About a month later, while we were both high as a kite (a recreational activity I had taken on as a way to escape the pain and lonliness) I told him that our time had come to an end. He was upset. He didn’t understand. He said he loved me. I told him that I knew he did, but we didn’t love each other the way real love is supposed to be. He resisted that idea. I knew he was just comfortable with the life provided to him, and he didn’t want to go back to his small town full of conflict within his family. I gave him thirty days to figure it out. For those next 30 days there were a lot of tears, a lot of yelling. I cried and he did too.
Fast forward almost two years later. He’s still living in his old family home with his brother. No car, no job. We still talk online occasionally, especially when he’s having a bad day and his head is getting in the way of rational judgement. Most of the time they’re hungry. They have no heat going to the house and using kerosene heaters when they have the money for kerosene, that is. I haven’t seen him since the day he moved out.
When I get my tax refund, I thought about going to the butcher shop and getting the hundred dollar meat bundle and driving it down to his house for him and his brother.

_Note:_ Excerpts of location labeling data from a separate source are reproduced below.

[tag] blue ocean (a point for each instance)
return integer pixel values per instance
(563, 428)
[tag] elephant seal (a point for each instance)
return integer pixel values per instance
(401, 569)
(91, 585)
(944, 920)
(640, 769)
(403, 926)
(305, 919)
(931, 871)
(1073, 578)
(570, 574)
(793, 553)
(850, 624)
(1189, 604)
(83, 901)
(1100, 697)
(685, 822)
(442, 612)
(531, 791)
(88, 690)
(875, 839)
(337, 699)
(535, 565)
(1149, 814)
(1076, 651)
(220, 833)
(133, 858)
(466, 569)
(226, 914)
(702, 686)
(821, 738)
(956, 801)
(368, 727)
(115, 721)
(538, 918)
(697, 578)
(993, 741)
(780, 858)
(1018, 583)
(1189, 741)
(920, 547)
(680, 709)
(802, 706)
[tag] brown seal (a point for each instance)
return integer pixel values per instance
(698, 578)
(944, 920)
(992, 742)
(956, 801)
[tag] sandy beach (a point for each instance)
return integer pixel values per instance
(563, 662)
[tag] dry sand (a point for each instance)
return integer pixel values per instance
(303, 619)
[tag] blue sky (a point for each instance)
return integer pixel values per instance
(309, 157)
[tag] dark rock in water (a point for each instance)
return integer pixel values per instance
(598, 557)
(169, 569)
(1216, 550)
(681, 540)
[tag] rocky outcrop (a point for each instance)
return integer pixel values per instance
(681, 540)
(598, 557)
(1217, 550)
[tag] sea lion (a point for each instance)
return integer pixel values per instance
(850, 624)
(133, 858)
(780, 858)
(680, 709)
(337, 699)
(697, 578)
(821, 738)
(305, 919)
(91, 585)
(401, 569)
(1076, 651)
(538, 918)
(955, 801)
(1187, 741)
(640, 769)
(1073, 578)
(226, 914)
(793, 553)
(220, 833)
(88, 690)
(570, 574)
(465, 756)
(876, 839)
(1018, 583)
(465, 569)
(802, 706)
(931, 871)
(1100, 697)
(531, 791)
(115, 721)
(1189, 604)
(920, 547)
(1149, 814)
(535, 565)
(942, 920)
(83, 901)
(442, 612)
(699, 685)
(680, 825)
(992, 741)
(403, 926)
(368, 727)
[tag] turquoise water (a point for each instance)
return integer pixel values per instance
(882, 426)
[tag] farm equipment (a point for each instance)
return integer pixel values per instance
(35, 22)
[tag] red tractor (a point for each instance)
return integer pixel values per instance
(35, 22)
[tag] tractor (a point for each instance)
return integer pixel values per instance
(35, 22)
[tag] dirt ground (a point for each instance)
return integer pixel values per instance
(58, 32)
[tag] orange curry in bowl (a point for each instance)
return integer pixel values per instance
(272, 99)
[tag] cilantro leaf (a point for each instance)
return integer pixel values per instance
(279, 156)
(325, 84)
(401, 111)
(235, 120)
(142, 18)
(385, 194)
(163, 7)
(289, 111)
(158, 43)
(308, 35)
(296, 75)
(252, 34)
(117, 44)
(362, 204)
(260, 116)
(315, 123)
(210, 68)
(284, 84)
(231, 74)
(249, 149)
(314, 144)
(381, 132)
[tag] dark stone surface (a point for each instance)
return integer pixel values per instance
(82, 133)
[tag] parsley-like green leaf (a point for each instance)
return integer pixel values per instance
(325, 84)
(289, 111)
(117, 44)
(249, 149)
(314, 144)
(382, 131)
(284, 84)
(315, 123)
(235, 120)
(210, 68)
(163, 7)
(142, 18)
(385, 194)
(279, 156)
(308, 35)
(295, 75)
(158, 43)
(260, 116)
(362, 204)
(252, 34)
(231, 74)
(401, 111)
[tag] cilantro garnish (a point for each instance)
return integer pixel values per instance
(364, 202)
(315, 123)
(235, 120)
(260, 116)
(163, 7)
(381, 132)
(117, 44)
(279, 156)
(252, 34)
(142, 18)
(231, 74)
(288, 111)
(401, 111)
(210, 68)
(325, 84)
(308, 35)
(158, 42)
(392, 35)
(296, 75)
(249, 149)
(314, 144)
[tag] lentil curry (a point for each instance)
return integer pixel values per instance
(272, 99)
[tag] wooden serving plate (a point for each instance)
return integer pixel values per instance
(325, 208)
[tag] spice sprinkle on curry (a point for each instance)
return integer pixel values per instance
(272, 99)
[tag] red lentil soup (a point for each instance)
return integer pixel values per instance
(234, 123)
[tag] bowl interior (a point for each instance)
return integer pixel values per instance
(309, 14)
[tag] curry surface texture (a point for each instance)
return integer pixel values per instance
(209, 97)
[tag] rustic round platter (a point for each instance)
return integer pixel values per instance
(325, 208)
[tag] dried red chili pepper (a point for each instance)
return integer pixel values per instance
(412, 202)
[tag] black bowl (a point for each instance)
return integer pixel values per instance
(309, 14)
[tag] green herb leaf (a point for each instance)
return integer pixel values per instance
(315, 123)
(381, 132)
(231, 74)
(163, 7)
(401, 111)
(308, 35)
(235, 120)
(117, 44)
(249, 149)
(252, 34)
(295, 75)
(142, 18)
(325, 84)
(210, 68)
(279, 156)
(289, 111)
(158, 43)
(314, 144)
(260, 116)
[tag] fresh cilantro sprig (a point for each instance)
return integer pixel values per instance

I hate the idea of them going hungry because they don’t have the money to get food. But, I don’t know how my husband would feel about it. And I don’t know if it’s something that I should even do. My ex-boyfriend has had ample time to get his life together and he hasn’t. He is no better off now than he was before I found him. Everything that I have, I have worked my ass for. When The Abuser threw me and my daughter out, I had our clothes and my car. That’s it. We had nothing else. I had to start all over again, and I learned a lesson from that. That was one thing that this guy could never understand. Yes, I had nice things. But it wasn’t because I was spoiled, it was because I worked for them and paid for them.
But do I help him?? The thought of them being hungry tears me apart. The thought of him not doing anything to better his life, pisses me off.